Comparing API
Once records are blocked together into pairs, we actually can do pairwise comparisons on them.
All of the APIs revolve around the protocol.
This is simply a function which takes a table of record pairs,
(eg with columns suffixed with _l
and _r
), and returns a modified
version of this table. For example, it could add a column with match scores,
add rows that were missed during the initial blocking, or remove rows
that we no longer want to consider as matched.
mismo.compare.PComparer
Bases: Protocol
A Callable that adds column(s) of features to a table of record pairs.
mismo.compare.PComparer.__call__(pairs: ir.Table, **kwargs) -> ir.Table
Add column(s) of features to a table of record pairs.
For example, add a match score to each record pair, modify a score from a previous PComparer, or similar.
Implementers must expect to be called with a table of record pairs. Columns suffixed with "_l" come from the left table, columns suffixed with "_r" come from the right table, and columns with neither suffix are features of the pair itself (eg from a different PComparer).
Level-Based Comparers
Bin record pairs into discrete levels, based on levels of agreement.
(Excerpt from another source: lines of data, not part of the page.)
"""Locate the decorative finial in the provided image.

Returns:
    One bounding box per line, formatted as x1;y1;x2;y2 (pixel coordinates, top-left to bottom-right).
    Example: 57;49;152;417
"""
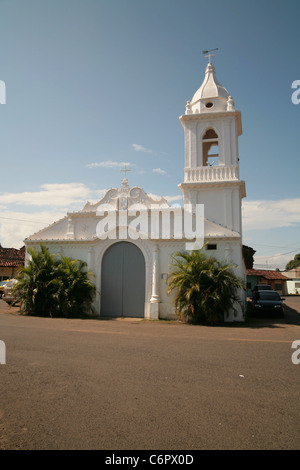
202;47;219;64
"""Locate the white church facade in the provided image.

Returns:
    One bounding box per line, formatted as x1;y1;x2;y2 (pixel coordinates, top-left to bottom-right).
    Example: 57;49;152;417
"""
25;61;246;321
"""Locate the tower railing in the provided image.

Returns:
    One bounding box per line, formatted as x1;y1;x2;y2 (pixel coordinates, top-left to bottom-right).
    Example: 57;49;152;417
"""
184;166;239;183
Each LevelComparer represents a dimension, such as name, location, price, date, etc. Each one contains many MatchLevels, each of which is a level of aggreement, such as exact, misspelling, within_1_km, etc.
mismo.compare.MatchLevel
An enum-like class for match levels.
This class is used to define the levels of agreement between two records.
Examples:
>>> from mismo.compare import MatchLevel
>>> class NameMatchLevel(MatchLevel):
... EXACT = 0
... NEAR = 1
... ELSE = 2
...
The class acts as a container:
>>> len(NameMatchLevel)
3
>>> 2 in NameMatchLevel
True
>>> list(NameMatchLevel)
['EXACT', 'NEAR', 'ELSE']
You can access the hardcoded values:
>>> str(NameMatchLevel.EXACT)
'EXACT'
>>> int(NameMatchLevel.EXACT)
0
You can use indexing semantics to translate between strings and ints:
>>> NameMatchLevel[1]
'NEAR'
>>> NameMatchLevel["NEAR"]
1
>>> NameMatchLevel[ibis.literal(1)].execute()
'NEAR'
>>> NameMatchLevel[ibis.literal("NEAR")].execute()
np.int8(1)
You can construct your own values, both from python literals...
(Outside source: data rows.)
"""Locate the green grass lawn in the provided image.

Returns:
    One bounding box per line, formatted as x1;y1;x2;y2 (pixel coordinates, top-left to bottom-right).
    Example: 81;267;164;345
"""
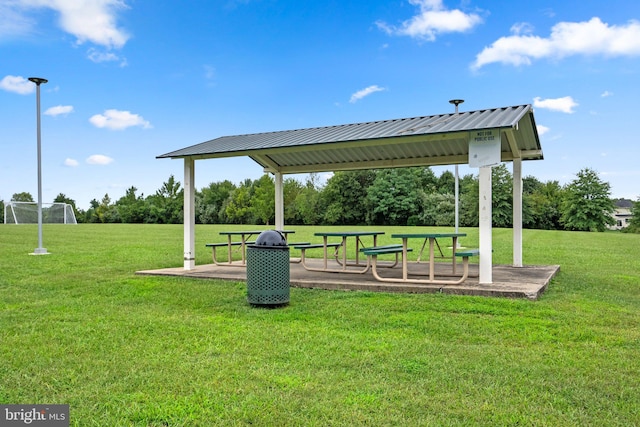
0;224;640;426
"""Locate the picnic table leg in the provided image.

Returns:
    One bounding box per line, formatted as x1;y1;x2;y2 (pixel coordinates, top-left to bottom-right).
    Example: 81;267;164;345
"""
416;238;428;263
402;237;409;280
429;238;436;280
342;236;348;270
323;236;329;270
240;234;247;264
451;236;458;274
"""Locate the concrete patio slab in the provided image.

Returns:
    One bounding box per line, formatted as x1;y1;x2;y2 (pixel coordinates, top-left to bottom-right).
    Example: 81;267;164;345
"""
136;259;560;300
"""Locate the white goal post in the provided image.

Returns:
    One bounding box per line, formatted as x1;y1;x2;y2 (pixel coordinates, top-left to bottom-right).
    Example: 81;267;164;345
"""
4;201;78;224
>>> NameMatchLevel("NEAR").as_integer()
1
>>> NameMatchLevel(2).as_string()
'ELSE'
>>> NameMatchLevel(3)
Traceback (most recent call last):
...
ValueError: Invalid value: 3. Must be one of {0, 1, 2}`
...And Ibis expressions
>>> import ibis
>>> levels_raw = ibis.array([0, 2, 1, 99]).unnest()
>>> levels = NameMatchLevel(levels_raw)
>>> levels.as_string().execute()
0 EXACT
1 ELSE
2 NEAR
3 None
Name: NameMatchLevel, dtype: object
>>> levels.as_integer().name("levels").execute()
0 0
1 2
2 1
3 99
Name: levels, dtype: int8
Comparisons work as you expect:
>>> NameMatchLevel.NEAR == 1
True
>>> NameMatchLevel(1) == "NEAR"
True
>>> (levels_raw == NameMatchLevel.NEAR).name("eq").execute()
0 False
1 False
2 True
3 False
Name: eq, dtype: bool
However, implicit ordering is not supported (file an issue if you think it should be):
>>> NameMatchLevel.NEAR > 0
Traceback (most recent call last):
...
TypeError: '>' not supported between instances of 'NameMatchLevel' and 'int'
mismo.compare.MatchLevel.__eq__(other: int | str | ir.NumericValue | ir.StringValue | MatchLevel) -> bool | ir.BooleanValue
mismo.compare.MatchLevel.__init__(value: MatchLevel | int | str | ir.StringValue | ir.IntegerValue)
Create a new match level value.
If the given value is a python int or str, it is checked against the valid values for this class. If it is an ibis expression, we do no such check.
PARAMETER | DESCRIPTION |
---|---|
value |
The value of the match level.
TYPE:
|
mismo.compare.MatchLevel.as_integer() -> int | ir.IntegerValue
Convert to a python int or ibis integer, depending on the original type.
mismo.compare.MatchLevel.as_string() -> str | ir.StringValue
Convert to a python str or ibis string, depending on the original type.
mismo.compare.LevelComparer
Assigns a MatchLevel to record pairs based on one dimension, e.g. name
mismo.compare.LevelComparer.cases: tuple[tuple[ir.BooleanColumn, MatchLevelT], ...]
instance-attribute
The cases to check for each level.
mismo.compare.LevelComparer.levels: Type[MatchLevelT]
instance-attribute
The levels of agreement.
mismo.compare.LevelComparer.name: str
instance-attribute
The name of the comparer, eg "date", "address", "latlon", "price".
mismo.compare.LevelComparer.representation: Literal['string', 'integer'] = 'integer'
class-attribute
instance-attribute
The native representation of the levels in ibis expressions.
Integers are more performant, but strings are more human-readable.
mismo.compare.LevelComparer.__call__(pairs: ir.Table, *, representation: Literal['string', 'integer'] | None = None) -> ir.StringColumn | ir.IntegerColumn
Label each record pair with the level that it matches.
Go through the levels in order. If a record pair matches a level, label ir. If none of the levels match a pair, it labeled as "else".
PARAMETER | DESCRIPTION |
---|---|
pairs |
A table of record pairs.
TYPE:
|
RETURNS | DESCRIPTION |
---|---|
labels
|
The labels for each record pair.
TYPE:
|
Plotting
mismo.compare.compared_dashboard(compared: ir.Table, comparers: Iterable[LevelComparer], weights: Weights | None = None, *, width: int = 500) -> ipywidgets.VBox
A dashboard for debugging compared record pairs.
Used to see which match levels are common, which are rare, and which Comparers are related to each other. For example, exact matches should appear together across all Comparers, this probably represents true matches.
PARAMETER | DESCRIPTION |
---|---|
compared |
The result of running the blocked table through the supplied
TYPE:
|
comparers |
The LevelCompareres that were used to compare
TYPE:
|
weights |
The Weights used to score the comparers. If provided, the chart will be colored by the odds found from the Weights.
TYPE:
|
width |
The width of the chart.
TYPE:
|
RETURNS | DESCRIPTION |
---|---|
VBox
|
The dashboard. |